Why this matters clinically
The major clinical pain point in uro-oncology is the management of small renal masses with inconclusive CT. The current sequence includes gadolinium MRI, percutaneous biopsy (with a 10-15% non-diagnostic rate in small lesions) and, frequently, diagnostic partial nephrectomy. A radiotracer with 98% PPV reduces surgical false positives and opens room for active surveillance in masses the PET classifies as likely benign. For tumors with high uptake, the molecular information can redirect to targeted therapy — similar to oncologic risk stratification powered by AI platforms in other diseases.
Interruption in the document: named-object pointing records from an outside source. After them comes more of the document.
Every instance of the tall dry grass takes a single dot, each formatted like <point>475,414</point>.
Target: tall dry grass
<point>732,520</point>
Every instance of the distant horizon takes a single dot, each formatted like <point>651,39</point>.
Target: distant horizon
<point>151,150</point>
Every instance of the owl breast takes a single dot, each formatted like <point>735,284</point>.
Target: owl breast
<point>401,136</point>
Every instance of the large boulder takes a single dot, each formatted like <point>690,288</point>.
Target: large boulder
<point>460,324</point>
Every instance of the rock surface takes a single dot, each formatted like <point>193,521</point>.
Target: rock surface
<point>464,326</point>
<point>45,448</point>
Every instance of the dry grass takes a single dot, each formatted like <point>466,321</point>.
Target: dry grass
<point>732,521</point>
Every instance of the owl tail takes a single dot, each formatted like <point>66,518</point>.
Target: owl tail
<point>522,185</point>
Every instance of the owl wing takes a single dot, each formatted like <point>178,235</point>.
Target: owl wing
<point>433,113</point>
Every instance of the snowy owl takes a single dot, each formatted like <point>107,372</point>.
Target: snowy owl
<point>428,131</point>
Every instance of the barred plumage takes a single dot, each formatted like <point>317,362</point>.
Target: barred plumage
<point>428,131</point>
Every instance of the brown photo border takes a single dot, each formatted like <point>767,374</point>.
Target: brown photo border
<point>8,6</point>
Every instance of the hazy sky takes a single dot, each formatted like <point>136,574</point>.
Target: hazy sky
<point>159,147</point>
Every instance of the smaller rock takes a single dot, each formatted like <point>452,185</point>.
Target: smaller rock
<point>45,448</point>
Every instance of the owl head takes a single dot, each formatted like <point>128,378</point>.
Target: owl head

Another technical advantage highlighted by the authors is the low renal excretion of the tracer. Because ⁸⁹Zr-girentuximab is eliminated predominantly via the hepatobiliary route, background noise in the renal pelvis is minimal — improving the read precisely where the lesion of interest sits. By comparison, agents like ¹⁸F-FDG and PSMA have substantial renal excretion and require hydration tricks or delayed imaging to mitigate artifacts.
The regulatory and clinical landscape
ZIRCON was the phase 3 trial that supported the product’s FDA approval pathway. The retrospective extension to nccRCC strengthens the case for label broadening and likely supports additional approved indications. Companies like Telix Pharmaceuticals — the trial sponsor — are consolidating as central pieces of the so-called “radioligand therapy” wave, where diagnosis and treatment share a molecular target. In parallel, planning platforms such as GE’s MIM ComboTherapy GYN illustrate how the radiotheranostic ecosystem is structuring itself to integrate PET, dosimetry and treatment into a single workflow.
Outside the U.S., regulatory adoption is uneven. Brazil’s Anvisa has not yet registered girentuximab for clinical use, and zirconium-89 PET depends on cyclotrons able to produce or import the isotope under viable logistics — limited to a handful of centers in São Paulo, Rio de Janeiro, Florianópolis and Recife. The picture may shift as national centers connect with international academic networks and nuclear medicine societies include the discussion in clinical guidelines.
Implications for radiology workflow
For the radiologist, the result means current “renal mass characterization” protocols are worth revisiting — and that referral for molecular PET should be considered in patients with indeterminate lesions on CT and MRI, contraindications to biopsy or bilateral tumors. Whole-body MRI strategies powered by AI follow the same arc: reduce diagnostic biopsies through quantitative imaging biomarkers.
Important caveats remain. This is a retrospective analysis with 300 patients selected against ZIRCON eligibility criteria, and prospective validation in non-ccRCC cohorts is still needed. The authors also note CAIX expression varies across histological subtypes and may be low in chromophobe or oncocytic tumors, potentially limiting performance there. Even so, the evidence package, layered on top of the phase 3 track record, is likely to consolidate ⁸⁹Zr-girentuximab as a standard imaging tool in uro-oncology within the next two years.